Beim Buchmacher Betfair wird die Chance eines frühzeitigen Abgangs Trumps bereits mit 55 Prozent bewertet. Der Dollarkurs ist durch die Wucht der negativen Trump-Schlagzeilen so unter Druck geraten, dass der Euro plötzlich so hoch steht wie seit sechs Monaten nicht mehr. Aus dem Weißen Haus wird Endzeitstimmung mit „Intrigen“, „Schreiereien“ und „Resignation“ gemeldet.
Neue Enthüllung im Fall James Comey
Und unmittelbar vor Trumps erster großer Auslandsreise ab Freitag wächst in Regierungszirkeln die Angst vor einem Mega-Eklat, ausgelöst durch die unberechenbare Unbeherrschtheit des Chefs. „Die Nerven hier liegen überall blank“, ließ sich ein Offizieller im Weißen Haus zitieren. Die Republikaner fürchten, vom Sog der Pleiten mitgerissen zu werden.
Den vorläufig letzten Anstoß, die von Pannen geprägte Startphase Trumps nicht weiter als Anfängerfehler zu tolerieren, gab die neue Wendung im Fall FBI/Comey.
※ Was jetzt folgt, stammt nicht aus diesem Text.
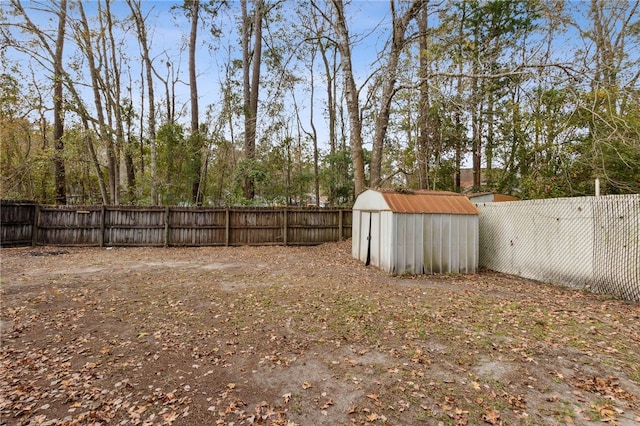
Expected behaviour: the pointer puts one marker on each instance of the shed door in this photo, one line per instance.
(370, 238)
Trump soll den Ex-Chef der Bundespolizei am 27. Januar aufgefordert haben, die Ermittlungen gegen den früheren Nationalen Sicherheitsberater Michael Flynn in der Russland-Affäre zu beerdigen. „Ich hoffe, Sie können das auf sich beruhen lassen“, zitierte Comey den Präsidenten in einer Aktennotiz, aus der mehrere US-Medien zitieren.
Erster Mosaikstein für Amtsenthebungsverfahren
Für Senator Angus King aus Maine – vorausgesetzt, die Sache bewahrheitet sich – erfüllt dies „annähernd die gesetzliche Definition von Behinderung der Justiz“. Mit Justin Amash schloss sich der erste Republikaner der Meinung an. Potenziell der erste Mosaikstein, um ein Amtsenthebungsverfahren einzuleiten.
Das Weiße Haus schoss sofort zurück. Comeys Erinnerung sei „keine wahrheitsgetreue oder akkurate Darstellung der Konversation“ zwischen Präsident und FBI-Chef. Trump habe „größten Respekt für die Strafverfolgungsbehörden“ und würde nie Einfluss auf Ermittlungen nehmen.
Solidarität der Republikaner für Trump bröckelt
Tatsache ist: Sowohl in eigener Sache (Trump-Universität, Betrugsvorwürfe) als auch beim gescheiterten Reise-Bann für Besucher aus einigen muslimischen Ländern setzte Trump öffentlich Richter unter Druck und warf ihnen politische Schlagseite vor.
Die Republikaner ertrugen diese gegen die Gewaltenteilung gerichteten Ausraster bisher mit der Faust in der Tasche. Seit dem von Trump angeordneten Rauswurf von Comey, der gegen Trump und dessen Team wegen des Verdachts illegaler Kumpanei mit Russland während der Wahl 2016 ermittelte, bröckelt es aber an der Solidaritätsfront.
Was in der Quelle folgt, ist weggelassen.